Il basket delle porte girevoli, dove tutti pensano di poter entrare, lascia passare giocatori mediocri e tifosi che davanti ai disastri sportivi pensano di poter contestare, minacciare, salvo poi risentirsi se da una macchina circondata e presa a calci scende uno che tira dei pugni. È accaduto a Treviso sabato sera dopo lo schianto contro il dragamine dell'Armani appena riparato dopo le falle aperte dal Montepaschi. A sbattere sulla prua milanese il pattìno della Benetton, squadra mai uscita al sole, perché nata male, con finti campioni e registi, società che non riesce più a trovare se stessa perché dove mette le mani, nella guida tecnica, nel ricambio giocatori, segue quel detto: peggio il tacon del buso.
La vittoria di 7 giorni fa a Cantù aveva fatto aprire bocca a chi dovrebbe tacere per qualche stagione, ma poi è venuto il meno 10 in coppa a Belgrado contro l'orribile Stella Rossa, l'avversaria di domani quando il macedone Mahmouti non sa ancora se avrà in campo Nana Mensah Bonsu, il pivot londinese cresciuto a Washington, quello che uscendo dalla vettura ha steso almeno tre dei contestatori, quello che era già alterato per lo scarso utilizzo, 15 minuti, 4 punti, 2 recuperi e 2 rimbalzi, quello che forse ci ha messo più cuore in una stagione dove nessuno ci ha capito niente dal primo giorno, cominciando dall'Angelo Gigli che dopo un buon europeo sembra quasi evaporato.
Il pubblico che invitava la società a non pagare più stipendi, che ha contestato davanti al meno 20 dopo tre quarti di partita, si rendeva conto che tutto era proprio sbagliato e non soltanto per la grande serata di Milano, con quel Danilo Gallinari che dominava a rimbalzo (11) segnava tanto, insieme al Katelinas finalmente usato bene, prima che Booker mettesse la coperta di amianto sul risultato.
Amarezza prolungata pensando a quello che era accaduto l'anno scorso dopo la vittoria in coppa Italia, dopo il caso Lorbek che, non certo per caso, torna spesso a tormentare la società.
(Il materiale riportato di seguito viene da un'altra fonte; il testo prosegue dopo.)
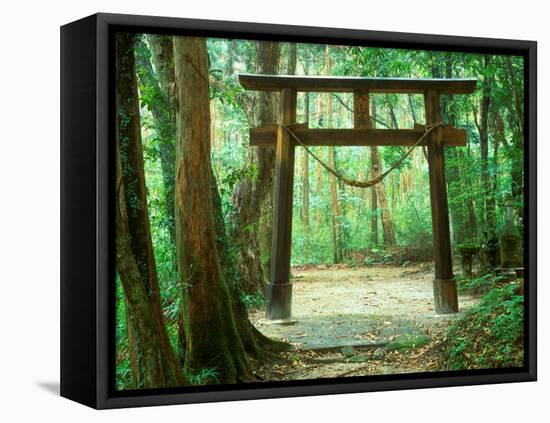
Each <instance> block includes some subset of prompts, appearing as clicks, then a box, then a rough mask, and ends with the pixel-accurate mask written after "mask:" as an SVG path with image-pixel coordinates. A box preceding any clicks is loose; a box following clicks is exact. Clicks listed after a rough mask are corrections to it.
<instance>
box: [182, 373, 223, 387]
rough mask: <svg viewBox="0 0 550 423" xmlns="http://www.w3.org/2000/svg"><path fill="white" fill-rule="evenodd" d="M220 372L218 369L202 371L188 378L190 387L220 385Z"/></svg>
mask: <svg viewBox="0 0 550 423" xmlns="http://www.w3.org/2000/svg"><path fill="white" fill-rule="evenodd" d="M218 376H219V372H218V371H216V369H200V371H199V372H197V373H195V374H190V375H188V376H187V380H188V381H189V384H190V385H213V384H219V383H220V382H219V380H218Z"/></svg>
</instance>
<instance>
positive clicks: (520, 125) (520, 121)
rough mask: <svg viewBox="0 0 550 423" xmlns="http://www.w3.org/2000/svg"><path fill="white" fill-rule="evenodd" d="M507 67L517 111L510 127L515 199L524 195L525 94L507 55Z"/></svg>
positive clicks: (514, 194)
mask: <svg viewBox="0 0 550 423" xmlns="http://www.w3.org/2000/svg"><path fill="white" fill-rule="evenodd" d="M505 61H506V69H507V72H508V78H509V80H510V85H511V88H512V91H513V93H514V96H513V107H512V108H511V109H513V111H514V112H515V113H510V120H511V124H510V127H511V128H513V131H512V132H513V134H514V138H513V142H512V145H513V147H514V152H513V157H512V196H513V197H514V198H515V199H518V198H521V197H522V196H523V185H524V183H523V148H524V147H523V146H524V139H523V125H524V122H523V96H522V94H521V83H520V82H519V81H518V78H517V77H516V73H515V70H514V66H513V63H512V58H511V57H510V56H506V58H505ZM519 214H520V216H523V208H520V209H519Z"/></svg>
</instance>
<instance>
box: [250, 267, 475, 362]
mask: <svg viewBox="0 0 550 423" xmlns="http://www.w3.org/2000/svg"><path fill="white" fill-rule="evenodd" d="M292 273H293V275H294V279H293V283H294V286H293V290H294V297H293V319H295V320H296V321H297V322H296V324H294V325H289V326H283V325H273V324H270V323H269V322H267V321H266V320H265V319H264V312H263V311H258V312H255V313H253V314H252V315H251V319H252V321H253V322H254V324H255V325H256V327H258V329H259V330H260V331H262V332H263V333H264V334H265V335H267V336H269V337H272V338H277V339H282V340H287V341H289V342H291V343H292V344H293V345H294V346H295V348H297V349H303V350H316V351H331V350H339V349H341V348H342V347H345V346H351V347H353V348H354V349H361V348H373V347H377V346H384V345H386V344H388V343H390V342H400V341H404V342H406V341H407V340H409V341H410V339H411V338H412V339H416V337H419V336H422V337H426V336H428V337H429V336H431V335H432V334H433V333H434V332H436V331H439V330H442V329H443V328H444V327H446V326H447V324H448V322H449V320H450V319H452V318H455V317H456V316H457V315H456V314H455V315H452V316H449V315H447V316H438V315H436V314H435V312H434V307H433V293H432V278H433V270H432V269H431V268H430V267H429V266H410V267H407V268H402V267H398V266H388V267H363V268H357V269H350V268H338V269H333V268H330V269H326V270H318V269H310V270H299V269H293V270H292ZM474 302H475V299H474V298H472V297H469V296H460V297H459V305H460V308H461V311H464V310H465V309H467V308H469V307H470V306H471V305H472V304H473V303H474Z"/></svg>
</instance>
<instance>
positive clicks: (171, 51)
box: [136, 35, 176, 245]
mask: <svg viewBox="0 0 550 423" xmlns="http://www.w3.org/2000/svg"><path fill="white" fill-rule="evenodd" d="M147 39H148V42H149V45H150V47H151V51H149V48H148V47H147V45H146V44H145V42H141V43H140V46H139V49H138V52H139V54H138V55H137V57H136V59H137V61H138V65H139V67H140V71H139V72H138V76H139V78H140V81H141V84H142V85H144V86H146V87H148V88H149V89H150V90H151V91H152V92H153V99H152V101H151V112H152V114H153V117H154V119H155V126H156V131H157V136H158V138H159V141H158V143H159V152H160V163H161V169H162V181H163V186H164V207H165V210H166V216H167V221H166V226H167V228H168V233H169V235H170V240H171V241H172V245H175V241H176V226H175V220H174V172H175V170H174V162H175V142H176V117H175V108H174V94H173V91H174V53H173V44H172V37H170V36H165V35H148V38H147ZM149 56H151V57H150V58H149ZM150 60H151V61H152V62H153V65H154V67H155V68H154V70H153V67H152V66H151V61H150Z"/></svg>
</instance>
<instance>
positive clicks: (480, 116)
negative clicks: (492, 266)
mask: <svg viewBox="0 0 550 423" xmlns="http://www.w3.org/2000/svg"><path fill="white" fill-rule="evenodd" d="M490 65H491V57H490V56H489V55H485V56H484V57H483V68H484V73H485V75H486V76H485V77H484V78H483V85H482V95H481V107H480V114H479V122H478V123H477V127H478V131H479V149H480V152H481V180H482V183H483V192H484V197H485V222H486V228H487V232H488V234H489V237H491V236H492V235H493V236H494V234H495V230H496V210H495V201H494V193H493V192H492V190H491V185H492V184H491V175H490V173H489V107H490V104H491V83H492V77H490V76H488V75H487V69H488V67H489V66H490Z"/></svg>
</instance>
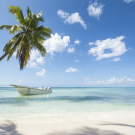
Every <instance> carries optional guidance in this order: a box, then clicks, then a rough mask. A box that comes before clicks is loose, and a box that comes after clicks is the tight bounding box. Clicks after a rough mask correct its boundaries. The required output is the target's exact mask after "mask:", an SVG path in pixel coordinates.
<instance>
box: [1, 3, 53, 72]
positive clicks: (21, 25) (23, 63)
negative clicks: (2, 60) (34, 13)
mask: <svg viewBox="0 0 135 135" xmlns="http://www.w3.org/2000/svg"><path fill="white" fill-rule="evenodd" d="M8 10H9V12H10V13H11V14H13V15H14V16H15V19H16V21H17V22H18V23H19V25H13V26H12V25H2V26H0V29H6V30H9V33H10V34H14V33H15V32H16V35H15V36H14V37H13V38H12V39H10V40H9V41H8V42H7V43H6V45H5V47H4V48H3V51H4V55H3V56H1V57H0V61H1V60H2V59H3V58H5V57H6V56H8V57H7V61H8V60H9V59H10V58H11V56H12V55H13V54H14V52H17V53H16V58H18V59H19V63H20V70H22V69H23V68H24V66H26V64H27V62H28V60H29V59H30V52H31V50H32V49H33V48H36V49H37V50H38V51H39V52H40V53H41V55H42V56H45V54H46V49H45V48H44V46H43V42H44V41H45V38H50V37H51V32H52V30H51V29H50V28H46V27H43V25H41V26H39V23H40V22H43V21H44V19H43V17H42V12H39V13H38V14H37V15H35V14H34V13H32V12H31V10H30V9H29V7H28V6H27V16H26V17H25V18H24V16H23V12H22V9H21V8H20V7H19V6H16V7H15V6H12V5H10V6H9V8H8Z"/></svg>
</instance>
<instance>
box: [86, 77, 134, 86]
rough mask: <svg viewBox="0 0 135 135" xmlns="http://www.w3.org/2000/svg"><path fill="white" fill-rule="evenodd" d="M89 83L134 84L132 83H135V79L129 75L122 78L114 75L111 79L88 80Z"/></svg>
mask: <svg viewBox="0 0 135 135" xmlns="http://www.w3.org/2000/svg"><path fill="white" fill-rule="evenodd" d="M85 80H89V79H87V78H85ZM88 83H89V84H92V85H102V84H105V85H112V84H132V83H135V79H132V78H131V77H127V76H125V77H122V78H120V79H119V78H115V77H112V78H110V79H109V80H99V79H98V80H90V81H88Z"/></svg>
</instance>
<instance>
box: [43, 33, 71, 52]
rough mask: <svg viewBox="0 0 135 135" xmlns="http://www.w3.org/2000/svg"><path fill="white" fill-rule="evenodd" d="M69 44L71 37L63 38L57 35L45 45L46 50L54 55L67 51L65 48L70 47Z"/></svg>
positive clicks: (55, 35)
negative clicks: (59, 52)
mask: <svg viewBox="0 0 135 135" xmlns="http://www.w3.org/2000/svg"><path fill="white" fill-rule="evenodd" d="M69 43H70V37H69V36H64V37H63V38H62V37H61V36H60V35H59V34H57V33H55V34H54V35H53V34H51V38H49V39H47V40H46V41H45V42H44V44H43V45H44V47H45V48H46V51H47V53H51V55H54V52H63V51H65V48H66V47H68V44H69Z"/></svg>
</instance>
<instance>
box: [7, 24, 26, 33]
mask: <svg viewBox="0 0 135 135" xmlns="http://www.w3.org/2000/svg"><path fill="white" fill-rule="evenodd" d="M21 30H23V28H22V27H20V26H19V25H14V26H13V27H12V28H11V29H10V34H14V32H18V31H21Z"/></svg>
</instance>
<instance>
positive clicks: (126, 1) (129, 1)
mask: <svg viewBox="0 0 135 135" xmlns="http://www.w3.org/2000/svg"><path fill="white" fill-rule="evenodd" d="M133 1H135V0H124V2H126V3H130V2H133Z"/></svg>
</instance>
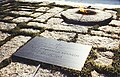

La gente non può aver gradito e, magari, vedendo che questi giocatori non fanno una piega davanti a certi disastri, si è fermata nel posteggio per continuare la protesta, andando oltre dopo aver circondato la vettura di Lucas, uno degli ultimi arrivati, dove c’erano anche moglie e figlioletta. Nel parapiglia è intervenuto anche il presidente Buzzavo, ma ormai la situazione era degenerata: Bonsu picchiava e Austin lo proteggeva.
La Benetton è terzultima in classifica, domani potrebbe uscire anche dalla coppa Uleb, che potrebbe salvare qualcosa oltre agli organizzatori di Torino che sognano almeno una italiana fra le 8 finaliste, domenica dovrà misurare la sua febbre con Roma che ieri ha sbattuto di nuovo contro Rieti, come all'andata in casa, pagando un finale senza ossigeno dopo la vittoria sofferta di giovedì in coppa contro Malaga, un superlavoro poco adatto ad una squadra piena d'infortuni, ad un gruppo che ancora sembra non capirsi felice di aver preso Jaaber, ma che non sa ancora cosa farsene del solito Crosariol ieri utilizzato per un minuto.